Knobbe Martens
Sep 12, 2017
Featured

FDA re-approves Mylotarg® antibody-drug conjugate seven years after it had been withdrawn from the market

Written by Scott Siera, Ph.D. and Eric Furman, Ph.D.

Seven years after Mylotarg® (gemtuzumab ozogamicin) was voluntarily withdrawn from the market, the U.S. Food and Drug Administration has re-approved Mylotarg® product.

Mylotarg® product was first approved by the FDA in 2000 for the treatment of adults with CD33-positive acute myeloid leukemia (AML) who had experienced relapse.  However, Mylotarg® product was voluntarily withdrawn from the market in 2010 after a postmarketing trial showed an increased risk of death in a subpopulation treated with Mylotarg® product in combination with chemotherapy. 

The new FDA approval is for a lower recommended dosage range and a different administration schedule than the previous approval, and includes uses alone or in combination with chemotherapy.  Additionally, the new FDA approval is for a different patient population than before, including adults with newly diagnosed CD33-positive AML, as well as certain younger patients who had experienced a relapse or had not responded to initial treatment. 

Mylotarg® product is an antibody-drug conjugate that includes a humanized antibody against the CD33 antigen (a.k.a. Siglec-3, a marker of cells of the myeloid lineage) conjugated to a calicheamicin toxin. 

From a patent perspective, this story demonstrates that there can be value in follow-on patent protection covering particular dosing and administration regimens, even if the active ingredient, or other dosing or treatment regimens were previously known.  For example, a later-developed dosing or treatment regimen, or a newly-identified patient subpopulation may offer advantages that could not have been expected from earlier clinical or post-marketing trials. 

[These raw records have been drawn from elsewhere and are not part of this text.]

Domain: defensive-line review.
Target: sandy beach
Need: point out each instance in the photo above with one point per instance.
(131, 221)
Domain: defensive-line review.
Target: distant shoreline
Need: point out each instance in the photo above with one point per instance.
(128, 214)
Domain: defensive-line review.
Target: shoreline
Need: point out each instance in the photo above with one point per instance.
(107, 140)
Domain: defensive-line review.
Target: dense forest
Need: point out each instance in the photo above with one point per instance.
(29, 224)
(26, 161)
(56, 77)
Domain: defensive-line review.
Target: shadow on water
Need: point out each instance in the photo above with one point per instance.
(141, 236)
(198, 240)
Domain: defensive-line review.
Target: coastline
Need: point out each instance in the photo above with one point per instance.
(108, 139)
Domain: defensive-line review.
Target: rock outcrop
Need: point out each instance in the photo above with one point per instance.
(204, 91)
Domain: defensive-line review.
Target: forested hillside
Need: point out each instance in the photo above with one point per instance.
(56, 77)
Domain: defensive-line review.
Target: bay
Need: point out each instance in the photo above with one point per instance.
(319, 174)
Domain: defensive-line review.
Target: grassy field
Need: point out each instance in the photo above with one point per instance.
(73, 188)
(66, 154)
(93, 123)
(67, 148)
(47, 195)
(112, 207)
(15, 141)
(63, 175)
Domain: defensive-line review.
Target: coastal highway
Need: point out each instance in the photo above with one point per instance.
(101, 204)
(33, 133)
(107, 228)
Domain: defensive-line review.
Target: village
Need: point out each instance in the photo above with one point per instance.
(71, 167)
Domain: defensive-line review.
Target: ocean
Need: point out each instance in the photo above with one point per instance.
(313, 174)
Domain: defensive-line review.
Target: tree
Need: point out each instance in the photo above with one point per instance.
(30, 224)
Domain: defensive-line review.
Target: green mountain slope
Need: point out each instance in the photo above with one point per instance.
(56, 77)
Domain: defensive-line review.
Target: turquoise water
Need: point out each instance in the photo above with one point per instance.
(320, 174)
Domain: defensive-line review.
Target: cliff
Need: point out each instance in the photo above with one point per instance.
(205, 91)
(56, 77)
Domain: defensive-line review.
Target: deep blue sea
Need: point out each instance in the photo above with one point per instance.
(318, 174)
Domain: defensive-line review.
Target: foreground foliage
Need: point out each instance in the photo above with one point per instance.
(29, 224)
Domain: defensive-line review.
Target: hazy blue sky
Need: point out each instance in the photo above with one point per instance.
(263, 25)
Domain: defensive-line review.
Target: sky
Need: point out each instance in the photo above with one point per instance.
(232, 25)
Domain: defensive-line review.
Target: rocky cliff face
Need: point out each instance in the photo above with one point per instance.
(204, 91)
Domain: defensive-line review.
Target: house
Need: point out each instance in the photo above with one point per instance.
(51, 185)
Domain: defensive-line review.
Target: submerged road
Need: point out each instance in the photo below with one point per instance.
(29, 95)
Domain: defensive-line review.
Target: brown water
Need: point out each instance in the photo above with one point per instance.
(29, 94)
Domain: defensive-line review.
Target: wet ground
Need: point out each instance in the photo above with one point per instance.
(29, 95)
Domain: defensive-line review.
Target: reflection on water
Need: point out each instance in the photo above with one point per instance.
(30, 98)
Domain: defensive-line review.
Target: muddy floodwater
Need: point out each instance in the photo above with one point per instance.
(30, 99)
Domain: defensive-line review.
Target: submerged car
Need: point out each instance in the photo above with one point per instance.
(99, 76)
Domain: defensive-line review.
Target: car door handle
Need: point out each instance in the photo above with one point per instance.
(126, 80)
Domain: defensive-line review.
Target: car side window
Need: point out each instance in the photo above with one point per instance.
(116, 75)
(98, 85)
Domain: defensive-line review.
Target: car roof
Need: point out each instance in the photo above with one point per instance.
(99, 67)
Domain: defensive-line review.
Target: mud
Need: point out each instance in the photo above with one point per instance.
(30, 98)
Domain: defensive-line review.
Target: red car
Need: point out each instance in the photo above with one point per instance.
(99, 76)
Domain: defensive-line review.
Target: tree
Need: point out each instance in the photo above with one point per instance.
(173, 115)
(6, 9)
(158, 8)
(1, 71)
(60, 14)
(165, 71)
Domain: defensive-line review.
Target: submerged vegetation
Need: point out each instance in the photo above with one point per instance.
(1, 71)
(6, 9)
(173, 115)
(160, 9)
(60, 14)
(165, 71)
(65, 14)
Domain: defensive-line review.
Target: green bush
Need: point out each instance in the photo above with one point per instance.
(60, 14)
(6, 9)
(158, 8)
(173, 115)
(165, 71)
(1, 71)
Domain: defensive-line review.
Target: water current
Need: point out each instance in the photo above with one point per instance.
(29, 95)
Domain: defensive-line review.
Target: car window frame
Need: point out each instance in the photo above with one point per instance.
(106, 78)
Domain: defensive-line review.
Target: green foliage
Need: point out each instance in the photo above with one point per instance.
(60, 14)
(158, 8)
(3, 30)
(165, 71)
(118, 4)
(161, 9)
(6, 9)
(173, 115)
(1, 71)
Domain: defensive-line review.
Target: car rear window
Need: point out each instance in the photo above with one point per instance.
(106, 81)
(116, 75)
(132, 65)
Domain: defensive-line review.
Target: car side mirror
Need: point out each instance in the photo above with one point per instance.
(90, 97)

Advantageously, the life of a patent estate may be significantly extended by a later-filed patent based on a new treatment method that was not obvious over previous treatment methods.  Moreover, for the first approved commercial marketing of a pharmaceutical or biopharmaceutical product, it is possible to obtain patent term extension (for a portion of the time that a product was in regulatory review) for claims directed to the approved product as well as methods of treatment and methods of manufacturing.  Thus, in some situations, patent term extension may be pursued for a later-filed patent so as to extend the patent term well beyond an initial “active ingredient” or first-generation “method of treatment” or “formulation” patent.

However, obtaining follow-on patent protection can often be challenging in the face of previous public disclosures and patent filings.  Strategies for protecting new uses of known compounds and improved treatment regimens can benefit from a careful analysis of what was previously disclosed, the new benefits that are achieved (from both a scientific and clinical perspective), and the particular nuances of the patent law.